Prabhudas Lilladher's research report on Hindustan Petroleum Corporation
We lower our FY23 estimates in view of Rs123bn losses in 9MFY23 and low probability of further government support with small tweak in FY24/25E earnings estimate by -0.4%/1.6%. Hindustan Petroleum Corporation (HPCL) reported better than expected Q3 results with EBITDA of Rs16.7bn (Q2: loss of Rs14.9bn; PLe loss of Rs 37.9bn) and PAT of Rs1.7bn (Q2: loss of Rs21.7bn; PLe loss of Rs48.4bn), due to better than expected marketing profitability.

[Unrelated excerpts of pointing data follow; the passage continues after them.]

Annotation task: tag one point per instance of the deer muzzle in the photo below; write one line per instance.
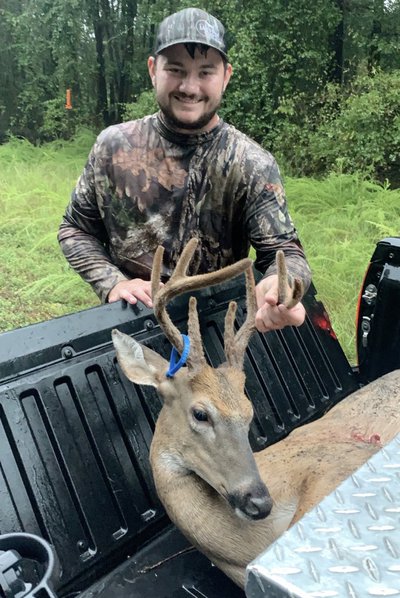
(254, 503)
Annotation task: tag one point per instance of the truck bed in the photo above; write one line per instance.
(75, 437)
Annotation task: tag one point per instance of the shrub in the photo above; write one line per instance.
(357, 130)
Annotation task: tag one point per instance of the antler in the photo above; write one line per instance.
(235, 344)
(289, 295)
(180, 283)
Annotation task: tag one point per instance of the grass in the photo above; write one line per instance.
(339, 220)
(35, 184)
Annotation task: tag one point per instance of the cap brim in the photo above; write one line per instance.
(190, 41)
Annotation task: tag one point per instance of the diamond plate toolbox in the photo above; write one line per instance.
(348, 546)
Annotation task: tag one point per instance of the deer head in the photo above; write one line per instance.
(203, 426)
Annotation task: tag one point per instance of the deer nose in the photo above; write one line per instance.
(254, 504)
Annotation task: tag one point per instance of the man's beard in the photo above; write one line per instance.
(175, 123)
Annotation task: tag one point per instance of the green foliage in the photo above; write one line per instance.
(145, 104)
(58, 123)
(353, 131)
(365, 134)
(284, 55)
(35, 184)
(339, 219)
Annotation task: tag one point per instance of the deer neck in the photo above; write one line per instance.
(206, 518)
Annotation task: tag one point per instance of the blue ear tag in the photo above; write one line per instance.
(175, 365)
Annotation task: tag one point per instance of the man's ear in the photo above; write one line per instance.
(139, 363)
(228, 75)
(151, 65)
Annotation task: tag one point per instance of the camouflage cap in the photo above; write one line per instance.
(191, 25)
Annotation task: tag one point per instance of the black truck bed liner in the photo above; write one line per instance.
(75, 436)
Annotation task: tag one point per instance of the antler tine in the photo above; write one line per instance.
(196, 357)
(180, 283)
(289, 295)
(235, 344)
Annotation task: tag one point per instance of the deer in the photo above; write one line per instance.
(229, 502)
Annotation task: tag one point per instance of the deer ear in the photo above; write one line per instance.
(140, 364)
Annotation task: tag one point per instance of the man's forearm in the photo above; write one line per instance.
(88, 256)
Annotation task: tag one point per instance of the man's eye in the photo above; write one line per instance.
(200, 415)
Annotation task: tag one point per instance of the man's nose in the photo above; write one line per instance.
(189, 85)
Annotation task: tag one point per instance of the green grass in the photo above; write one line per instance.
(35, 185)
(339, 220)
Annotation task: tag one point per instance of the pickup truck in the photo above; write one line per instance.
(79, 515)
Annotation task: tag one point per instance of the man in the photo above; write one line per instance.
(180, 173)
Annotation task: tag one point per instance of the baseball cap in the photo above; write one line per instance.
(191, 25)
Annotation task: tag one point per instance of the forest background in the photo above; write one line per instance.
(317, 83)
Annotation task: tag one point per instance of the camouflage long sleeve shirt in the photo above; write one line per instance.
(145, 185)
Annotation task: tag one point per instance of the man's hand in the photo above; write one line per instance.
(270, 315)
(132, 291)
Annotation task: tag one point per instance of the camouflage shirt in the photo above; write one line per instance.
(145, 185)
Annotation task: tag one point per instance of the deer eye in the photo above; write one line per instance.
(200, 415)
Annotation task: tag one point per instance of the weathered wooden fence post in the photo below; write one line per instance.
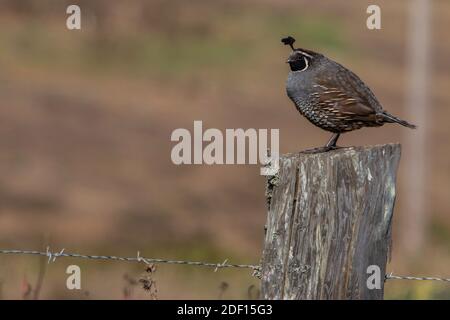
(329, 219)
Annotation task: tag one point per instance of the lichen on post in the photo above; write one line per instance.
(329, 220)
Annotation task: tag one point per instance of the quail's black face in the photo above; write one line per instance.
(299, 60)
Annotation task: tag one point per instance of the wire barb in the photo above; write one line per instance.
(52, 256)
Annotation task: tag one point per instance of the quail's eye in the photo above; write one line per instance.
(300, 64)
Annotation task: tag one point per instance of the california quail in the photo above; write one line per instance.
(331, 96)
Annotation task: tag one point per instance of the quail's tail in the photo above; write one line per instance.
(391, 119)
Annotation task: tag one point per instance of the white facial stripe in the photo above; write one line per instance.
(304, 53)
(306, 65)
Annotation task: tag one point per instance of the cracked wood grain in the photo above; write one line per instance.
(329, 218)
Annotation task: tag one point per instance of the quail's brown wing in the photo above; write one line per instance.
(348, 97)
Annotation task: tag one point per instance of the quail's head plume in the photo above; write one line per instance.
(331, 96)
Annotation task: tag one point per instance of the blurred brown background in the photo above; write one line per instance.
(86, 118)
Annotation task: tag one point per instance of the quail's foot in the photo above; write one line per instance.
(321, 149)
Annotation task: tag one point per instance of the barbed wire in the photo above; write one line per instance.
(52, 256)
(394, 277)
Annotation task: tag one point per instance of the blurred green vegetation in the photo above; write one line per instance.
(221, 46)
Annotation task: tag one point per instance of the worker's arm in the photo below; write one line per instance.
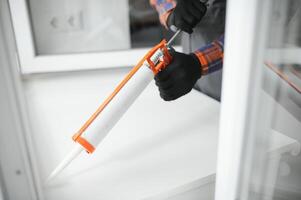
(184, 14)
(182, 73)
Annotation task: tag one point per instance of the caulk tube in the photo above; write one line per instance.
(114, 110)
(118, 106)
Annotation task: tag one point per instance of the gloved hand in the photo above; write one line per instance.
(187, 14)
(179, 77)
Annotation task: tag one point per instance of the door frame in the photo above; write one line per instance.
(20, 179)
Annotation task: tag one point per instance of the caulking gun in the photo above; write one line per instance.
(117, 103)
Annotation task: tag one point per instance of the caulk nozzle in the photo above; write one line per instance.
(67, 160)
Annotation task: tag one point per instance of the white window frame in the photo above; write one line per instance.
(30, 62)
(242, 80)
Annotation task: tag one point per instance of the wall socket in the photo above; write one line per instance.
(67, 23)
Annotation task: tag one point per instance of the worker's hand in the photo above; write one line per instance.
(187, 14)
(179, 77)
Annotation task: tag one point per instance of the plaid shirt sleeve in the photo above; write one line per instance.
(164, 8)
(211, 56)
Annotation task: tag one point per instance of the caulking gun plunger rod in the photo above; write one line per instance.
(115, 106)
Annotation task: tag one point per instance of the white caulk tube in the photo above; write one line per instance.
(113, 108)
(118, 106)
(111, 114)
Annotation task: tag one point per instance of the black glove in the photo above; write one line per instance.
(187, 14)
(179, 77)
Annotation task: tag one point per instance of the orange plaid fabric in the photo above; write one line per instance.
(211, 56)
(164, 8)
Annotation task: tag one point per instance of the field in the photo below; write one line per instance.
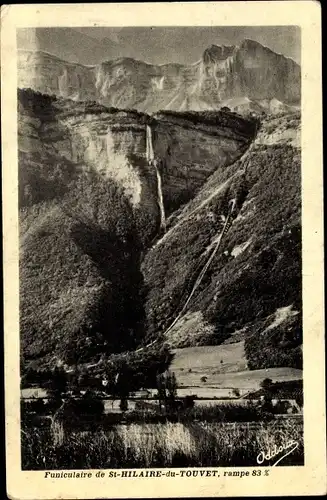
(160, 445)
(192, 363)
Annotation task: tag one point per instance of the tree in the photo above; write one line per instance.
(236, 392)
(57, 384)
(266, 384)
(171, 384)
(189, 402)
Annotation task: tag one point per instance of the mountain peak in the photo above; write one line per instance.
(217, 53)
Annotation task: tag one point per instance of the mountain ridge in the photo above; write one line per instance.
(223, 73)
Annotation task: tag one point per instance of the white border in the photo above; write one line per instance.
(310, 479)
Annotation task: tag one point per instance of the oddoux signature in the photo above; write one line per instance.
(288, 447)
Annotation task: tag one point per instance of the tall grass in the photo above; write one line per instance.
(160, 445)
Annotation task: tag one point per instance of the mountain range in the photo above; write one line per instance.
(246, 77)
(122, 213)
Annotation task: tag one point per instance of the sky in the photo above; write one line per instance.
(154, 45)
(186, 44)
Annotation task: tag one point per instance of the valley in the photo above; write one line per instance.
(160, 259)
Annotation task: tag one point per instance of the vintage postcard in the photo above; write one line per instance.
(163, 250)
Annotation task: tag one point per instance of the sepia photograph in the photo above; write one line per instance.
(160, 246)
(163, 251)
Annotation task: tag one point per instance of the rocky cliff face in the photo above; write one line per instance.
(95, 188)
(186, 148)
(224, 73)
(250, 291)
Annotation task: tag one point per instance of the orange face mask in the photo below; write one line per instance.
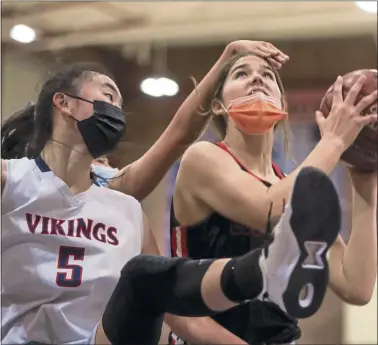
(255, 114)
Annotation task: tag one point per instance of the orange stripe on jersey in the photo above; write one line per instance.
(179, 243)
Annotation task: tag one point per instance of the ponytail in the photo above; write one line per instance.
(16, 134)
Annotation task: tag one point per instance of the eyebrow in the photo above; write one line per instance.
(111, 87)
(265, 67)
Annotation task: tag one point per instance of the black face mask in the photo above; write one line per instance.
(104, 129)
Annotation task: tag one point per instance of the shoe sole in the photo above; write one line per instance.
(315, 222)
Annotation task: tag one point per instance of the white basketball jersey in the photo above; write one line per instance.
(61, 254)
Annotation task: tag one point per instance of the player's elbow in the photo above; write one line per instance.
(357, 297)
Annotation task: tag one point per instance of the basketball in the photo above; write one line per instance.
(362, 154)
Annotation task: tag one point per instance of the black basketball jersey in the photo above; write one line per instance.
(219, 237)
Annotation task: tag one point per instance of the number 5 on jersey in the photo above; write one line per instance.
(73, 277)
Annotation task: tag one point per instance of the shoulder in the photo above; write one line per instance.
(15, 169)
(115, 195)
(203, 155)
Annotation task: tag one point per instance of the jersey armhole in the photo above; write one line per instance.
(8, 185)
(142, 235)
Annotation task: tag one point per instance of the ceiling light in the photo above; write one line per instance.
(158, 87)
(367, 6)
(22, 33)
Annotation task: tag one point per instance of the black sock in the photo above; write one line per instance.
(242, 278)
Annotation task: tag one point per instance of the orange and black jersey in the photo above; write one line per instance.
(219, 237)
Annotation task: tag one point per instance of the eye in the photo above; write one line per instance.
(240, 74)
(110, 96)
(269, 75)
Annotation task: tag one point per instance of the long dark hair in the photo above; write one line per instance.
(25, 133)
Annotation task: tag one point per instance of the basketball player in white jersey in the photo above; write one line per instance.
(64, 240)
(141, 177)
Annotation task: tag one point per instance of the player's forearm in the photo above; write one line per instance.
(325, 157)
(188, 123)
(359, 264)
(201, 330)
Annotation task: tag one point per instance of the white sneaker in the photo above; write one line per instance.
(296, 259)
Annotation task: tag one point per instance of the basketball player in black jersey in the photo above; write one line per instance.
(222, 191)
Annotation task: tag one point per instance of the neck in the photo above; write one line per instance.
(69, 165)
(254, 151)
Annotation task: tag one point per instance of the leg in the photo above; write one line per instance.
(150, 286)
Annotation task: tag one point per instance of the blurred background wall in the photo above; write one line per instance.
(178, 40)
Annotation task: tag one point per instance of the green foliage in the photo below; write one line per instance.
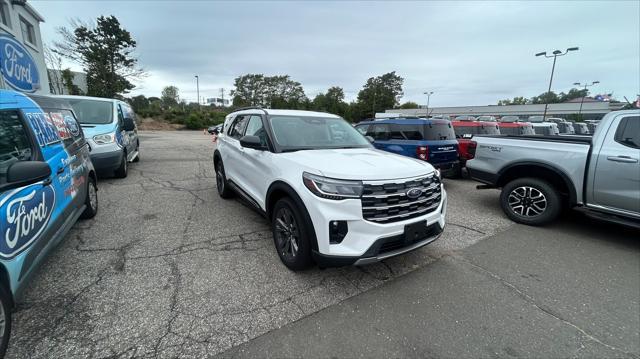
(409, 105)
(105, 52)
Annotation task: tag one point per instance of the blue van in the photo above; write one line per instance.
(431, 140)
(47, 182)
(110, 127)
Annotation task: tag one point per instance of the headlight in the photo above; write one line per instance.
(332, 188)
(105, 138)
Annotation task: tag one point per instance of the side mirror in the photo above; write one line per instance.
(128, 125)
(251, 142)
(24, 173)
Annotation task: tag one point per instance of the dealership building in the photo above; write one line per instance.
(22, 64)
(592, 110)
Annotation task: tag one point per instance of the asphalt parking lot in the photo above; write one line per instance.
(169, 269)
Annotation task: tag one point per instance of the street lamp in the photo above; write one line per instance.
(428, 99)
(585, 93)
(198, 89)
(555, 55)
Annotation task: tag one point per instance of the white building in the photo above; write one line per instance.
(22, 64)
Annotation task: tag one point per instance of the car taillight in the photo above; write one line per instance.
(422, 152)
(471, 149)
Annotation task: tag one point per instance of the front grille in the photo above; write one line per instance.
(388, 202)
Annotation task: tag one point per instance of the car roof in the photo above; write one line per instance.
(271, 112)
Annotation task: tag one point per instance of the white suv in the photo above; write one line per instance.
(329, 195)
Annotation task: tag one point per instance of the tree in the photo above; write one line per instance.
(379, 93)
(409, 105)
(170, 96)
(105, 52)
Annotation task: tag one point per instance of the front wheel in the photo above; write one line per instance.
(530, 201)
(5, 320)
(290, 235)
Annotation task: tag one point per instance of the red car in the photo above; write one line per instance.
(465, 130)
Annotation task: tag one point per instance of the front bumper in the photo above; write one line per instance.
(364, 239)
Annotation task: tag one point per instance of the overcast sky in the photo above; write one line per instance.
(468, 53)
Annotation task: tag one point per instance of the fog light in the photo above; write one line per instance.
(337, 231)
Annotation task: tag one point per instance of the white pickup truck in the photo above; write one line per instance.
(539, 175)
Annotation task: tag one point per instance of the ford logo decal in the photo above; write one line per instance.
(18, 68)
(414, 193)
(24, 215)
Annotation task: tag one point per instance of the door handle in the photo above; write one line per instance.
(623, 159)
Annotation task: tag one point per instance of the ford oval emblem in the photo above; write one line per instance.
(24, 216)
(414, 193)
(17, 67)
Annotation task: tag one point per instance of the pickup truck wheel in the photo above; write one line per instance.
(5, 320)
(290, 235)
(530, 201)
(221, 182)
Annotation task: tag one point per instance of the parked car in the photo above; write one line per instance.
(111, 130)
(581, 128)
(428, 140)
(329, 195)
(516, 128)
(465, 130)
(47, 182)
(539, 176)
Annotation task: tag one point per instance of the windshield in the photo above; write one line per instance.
(92, 112)
(315, 133)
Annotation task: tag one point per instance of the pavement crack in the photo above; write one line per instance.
(542, 307)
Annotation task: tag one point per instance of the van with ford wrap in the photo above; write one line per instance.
(47, 182)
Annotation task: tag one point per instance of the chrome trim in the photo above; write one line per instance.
(380, 257)
(400, 194)
(430, 208)
(433, 196)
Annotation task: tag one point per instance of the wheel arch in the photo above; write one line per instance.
(280, 189)
(555, 176)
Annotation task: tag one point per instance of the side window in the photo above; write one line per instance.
(628, 133)
(255, 128)
(14, 142)
(237, 127)
(379, 132)
(362, 129)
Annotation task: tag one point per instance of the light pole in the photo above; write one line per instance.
(585, 93)
(428, 99)
(555, 55)
(198, 89)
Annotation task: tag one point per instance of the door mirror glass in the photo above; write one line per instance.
(27, 172)
(128, 124)
(251, 142)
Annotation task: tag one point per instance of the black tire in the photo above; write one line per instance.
(290, 235)
(221, 182)
(5, 316)
(123, 170)
(91, 200)
(530, 201)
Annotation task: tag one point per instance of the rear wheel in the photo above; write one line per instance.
(290, 235)
(530, 201)
(123, 170)
(5, 320)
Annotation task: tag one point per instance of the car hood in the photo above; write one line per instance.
(358, 164)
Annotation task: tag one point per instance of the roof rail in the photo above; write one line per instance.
(251, 108)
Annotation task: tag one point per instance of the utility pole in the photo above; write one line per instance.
(428, 99)
(585, 93)
(198, 89)
(555, 55)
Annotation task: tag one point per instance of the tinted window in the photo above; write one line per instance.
(237, 128)
(628, 132)
(14, 142)
(439, 131)
(256, 128)
(92, 112)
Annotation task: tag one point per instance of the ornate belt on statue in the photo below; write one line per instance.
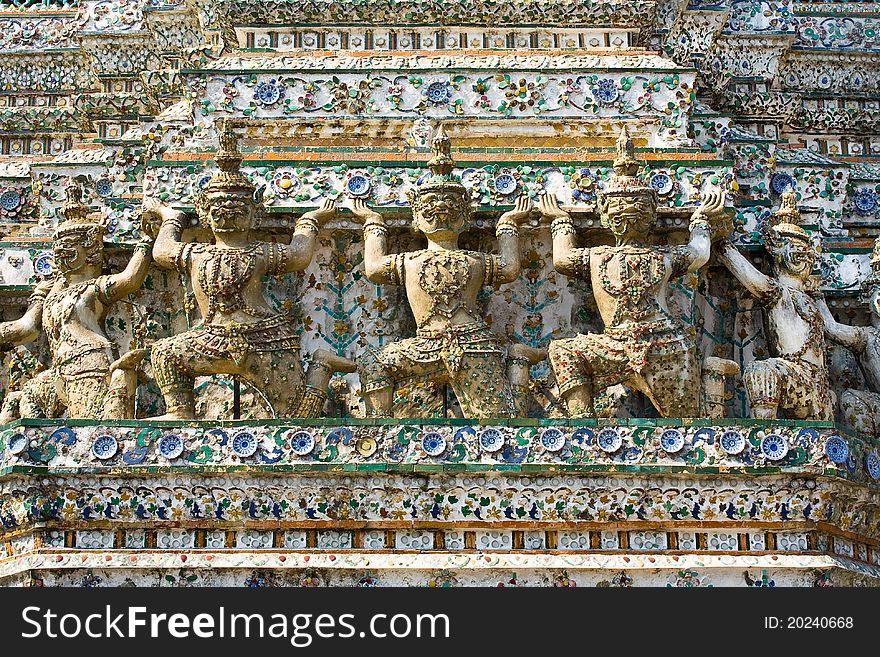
(82, 350)
(236, 340)
(456, 341)
(638, 339)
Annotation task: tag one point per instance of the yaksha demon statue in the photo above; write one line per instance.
(644, 346)
(240, 333)
(860, 409)
(84, 379)
(794, 383)
(453, 344)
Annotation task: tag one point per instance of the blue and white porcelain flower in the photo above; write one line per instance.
(865, 201)
(10, 200)
(781, 181)
(358, 185)
(606, 91)
(872, 465)
(552, 439)
(17, 443)
(302, 442)
(104, 187)
(663, 183)
(774, 447)
(732, 442)
(433, 443)
(105, 447)
(491, 439)
(170, 446)
(268, 92)
(672, 440)
(438, 93)
(44, 264)
(836, 449)
(609, 440)
(244, 444)
(505, 184)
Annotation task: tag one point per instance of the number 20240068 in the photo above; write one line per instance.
(809, 622)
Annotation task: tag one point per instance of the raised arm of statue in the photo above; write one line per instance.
(567, 259)
(299, 254)
(851, 337)
(118, 286)
(379, 266)
(707, 217)
(26, 328)
(757, 283)
(508, 261)
(168, 246)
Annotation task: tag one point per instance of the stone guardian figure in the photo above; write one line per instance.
(644, 346)
(85, 379)
(794, 383)
(453, 343)
(240, 333)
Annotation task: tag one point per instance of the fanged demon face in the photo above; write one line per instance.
(797, 256)
(442, 212)
(628, 216)
(73, 252)
(229, 213)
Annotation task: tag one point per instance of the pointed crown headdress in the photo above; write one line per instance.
(625, 182)
(441, 165)
(76, 217)
(229, 179)
(785, 222)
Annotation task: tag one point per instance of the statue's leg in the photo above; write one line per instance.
(481, 386)
(279, 376)
(573, 376)
(380, 369)
(11, 405)
(173, 360)
(324, 363)
(120, 400)
(85, 396)
(860, 411)
(39, 397)
(673, 383)
(764, 384)
(520, 358)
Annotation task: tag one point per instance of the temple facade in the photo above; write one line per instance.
(439, 293)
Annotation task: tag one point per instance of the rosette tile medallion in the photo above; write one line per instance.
(545, 293)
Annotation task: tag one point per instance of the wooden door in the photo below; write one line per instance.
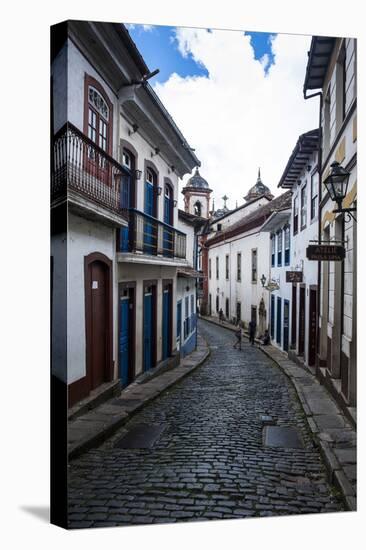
(286, 321)
(272, 316)
(312, 327)
(302, 321)
(99, 320)
(148, 331)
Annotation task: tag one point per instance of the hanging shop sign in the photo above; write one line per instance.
(325, 252)
(293, 276)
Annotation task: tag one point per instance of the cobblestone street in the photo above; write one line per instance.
(209, 461)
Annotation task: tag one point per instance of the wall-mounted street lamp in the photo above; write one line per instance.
(336, 184)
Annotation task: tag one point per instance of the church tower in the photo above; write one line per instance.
(258, 190)
(197, 196)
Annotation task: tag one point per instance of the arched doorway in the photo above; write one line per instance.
(98, 321)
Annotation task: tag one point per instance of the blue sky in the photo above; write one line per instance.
(160, 51)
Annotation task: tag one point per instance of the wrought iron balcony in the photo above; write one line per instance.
(147, 235)
(80, 166)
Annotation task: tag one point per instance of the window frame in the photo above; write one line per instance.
(273, 250)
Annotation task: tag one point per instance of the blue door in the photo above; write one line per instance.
(166, 323)
(279, 321)
(286, 322)
(179, 324)
(272, 316)
(124, 341)
(148, 331)
(148, 224)
(125, 203)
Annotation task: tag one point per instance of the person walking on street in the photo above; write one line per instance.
(238, 334)
(252, 331)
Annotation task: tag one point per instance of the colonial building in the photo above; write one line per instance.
(117, 160)
(331, 70)
(294, 304)
(238, 256)
(197, 197)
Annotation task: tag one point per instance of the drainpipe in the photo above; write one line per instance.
(195, 258)
(320, 151)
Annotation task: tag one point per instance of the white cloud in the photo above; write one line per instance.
(238, 118)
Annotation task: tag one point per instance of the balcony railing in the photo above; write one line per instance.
(78, 164)
(148, 235)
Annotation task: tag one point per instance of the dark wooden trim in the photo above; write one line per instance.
(293, 316)
(90, 81)
(130, 285)
(153, 283)
(88, 260)
(78, 390)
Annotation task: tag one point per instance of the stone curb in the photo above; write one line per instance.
(101, 433)
(335, 471)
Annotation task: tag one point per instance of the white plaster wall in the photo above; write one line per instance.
(59, 78)
(248, 293)
(83, 239)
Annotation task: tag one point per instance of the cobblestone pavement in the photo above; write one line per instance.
(210, 461)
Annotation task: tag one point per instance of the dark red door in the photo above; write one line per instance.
(99, 321)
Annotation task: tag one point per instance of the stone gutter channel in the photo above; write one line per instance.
(332, 432)
(94, 426)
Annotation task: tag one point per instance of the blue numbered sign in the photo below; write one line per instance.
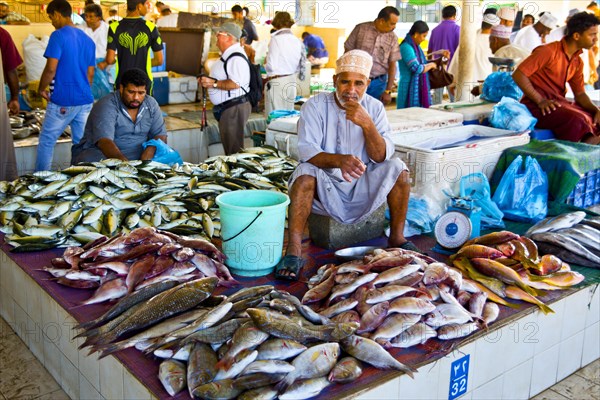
(459, 377)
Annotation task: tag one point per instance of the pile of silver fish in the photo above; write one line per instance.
(400, 298)
(27, 123)
(572, 237)
(127, 263)
(256, 343)
(83, 202)
(506, 265)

Improving marketing environment along with strong GRMs will drive near term earning given 1) improved marketing margin (Rs1.8/ltr) post sharp correction in international diesel prices to ~$110 (recent peak of USD170/bbl) 2 firm refining product spreads due to ban on import of Russian oils 3) range bound oil prices due to global recessionary pressure and high interest rates, despite increased demand from China.
Outlook
We believe HPCL along with other OMCs, are all well placed to benefit from improving marketing situation and healthy refining profitability. Maintain ‘BUY’ with a PT of Rs310 (Rs350) based on 7x EV/E FY24E.